In his brief to this Court, appellant argues that his trial attorney's performance was deficient because of failure to make the objections which "would have preserved the issues raised in this appeal," and that appellate counsel was deficient because of his failure to raise such issues under the fundamental error doctrine. Appellant does not cite us to any other instances demonstrating alleged ineffectiveness of counsel. Other than mere assertion of ineffectiveness of counsel for failure to preserve and raise the additional issues which petitioner now wishes to assert, he fails to present the necessary strong and convincing evidence to rebut the presumption of competency. He does not demonstrate or discuss allegations of deficient performance particularized with respect to each of the claimed issues.

When appealing from the denial of a post-conviction petition, the petitioner has the burden of proof and stands in the shoes of one appealing from a negative judgment. Petitioner has failed to demonstrate that the post-conviction trial court was erroneous in its ruling regarding waiver and previous determination in the earlier appeal. We therefore decline to review such issues.
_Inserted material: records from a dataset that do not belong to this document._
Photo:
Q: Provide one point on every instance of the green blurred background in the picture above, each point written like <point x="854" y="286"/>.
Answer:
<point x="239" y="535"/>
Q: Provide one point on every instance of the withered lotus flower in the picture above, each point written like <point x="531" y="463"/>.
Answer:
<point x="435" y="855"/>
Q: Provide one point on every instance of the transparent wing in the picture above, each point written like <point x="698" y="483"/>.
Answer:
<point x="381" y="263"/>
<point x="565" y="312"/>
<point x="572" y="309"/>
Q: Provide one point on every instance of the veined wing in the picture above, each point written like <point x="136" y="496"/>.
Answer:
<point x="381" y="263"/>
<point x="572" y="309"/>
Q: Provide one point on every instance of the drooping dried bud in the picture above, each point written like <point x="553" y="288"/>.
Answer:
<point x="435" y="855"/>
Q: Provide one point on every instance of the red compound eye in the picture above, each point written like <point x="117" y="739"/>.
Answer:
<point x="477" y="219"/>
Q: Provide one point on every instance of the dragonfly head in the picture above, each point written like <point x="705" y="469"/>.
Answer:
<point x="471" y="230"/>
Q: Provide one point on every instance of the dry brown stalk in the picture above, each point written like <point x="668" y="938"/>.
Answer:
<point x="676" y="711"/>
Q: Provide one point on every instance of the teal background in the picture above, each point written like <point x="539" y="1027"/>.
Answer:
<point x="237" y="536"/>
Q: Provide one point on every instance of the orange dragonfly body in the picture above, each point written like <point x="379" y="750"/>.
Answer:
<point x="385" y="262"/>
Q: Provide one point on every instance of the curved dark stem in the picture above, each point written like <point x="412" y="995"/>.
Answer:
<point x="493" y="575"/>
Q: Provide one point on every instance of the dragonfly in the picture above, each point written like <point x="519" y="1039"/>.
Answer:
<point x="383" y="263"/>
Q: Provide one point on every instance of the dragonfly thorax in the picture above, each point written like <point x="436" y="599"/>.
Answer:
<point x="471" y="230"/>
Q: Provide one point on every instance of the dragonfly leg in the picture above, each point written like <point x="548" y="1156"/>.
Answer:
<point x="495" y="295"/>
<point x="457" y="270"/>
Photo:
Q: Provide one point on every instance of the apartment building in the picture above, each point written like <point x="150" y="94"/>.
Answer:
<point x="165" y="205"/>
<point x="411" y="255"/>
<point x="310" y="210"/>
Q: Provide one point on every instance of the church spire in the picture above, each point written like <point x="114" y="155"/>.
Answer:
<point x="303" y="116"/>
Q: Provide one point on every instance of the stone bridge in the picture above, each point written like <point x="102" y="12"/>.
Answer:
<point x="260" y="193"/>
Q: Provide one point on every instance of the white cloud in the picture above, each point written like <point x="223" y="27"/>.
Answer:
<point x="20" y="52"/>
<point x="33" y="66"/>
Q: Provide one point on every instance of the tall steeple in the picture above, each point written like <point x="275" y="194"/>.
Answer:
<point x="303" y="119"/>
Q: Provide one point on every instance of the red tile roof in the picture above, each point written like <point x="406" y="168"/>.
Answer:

Petitioner further claims that since the issues he wishes to raise concern only his life habitual offender sentence enhancement, the issues are not waived because they concern sentencing error which are not subject to waiver and may be raised at any time, citing Lewandowski v. State (1979), 271 Ind. 4, 389 N.E.2d 706, and Kleinrichert v. State (1973), 260 Ind. 537, 297 N.E.2d 822. We find neither authority applicable. In Lewandowski, a sentence was revised in accordance with a subsequent ameliorative sentencing amendment and intervening case law. Thus the issues were not initially available and were not waived. In Kleinrichert, we refused to apply waiver and stated that a court of review "cannot ignore a fundamental error which is apparent on the face of the record, such as an incorrect sentence." 260 Ind. at 543, 297 N.E.2d at 826. The error there involved imposing both a fine and a sentence, contrary to the clear and express language of the applicable sentencing statute. In the case presently before us, petitioner does not claim that he was sentenced in violation of any clear and express statutory provision.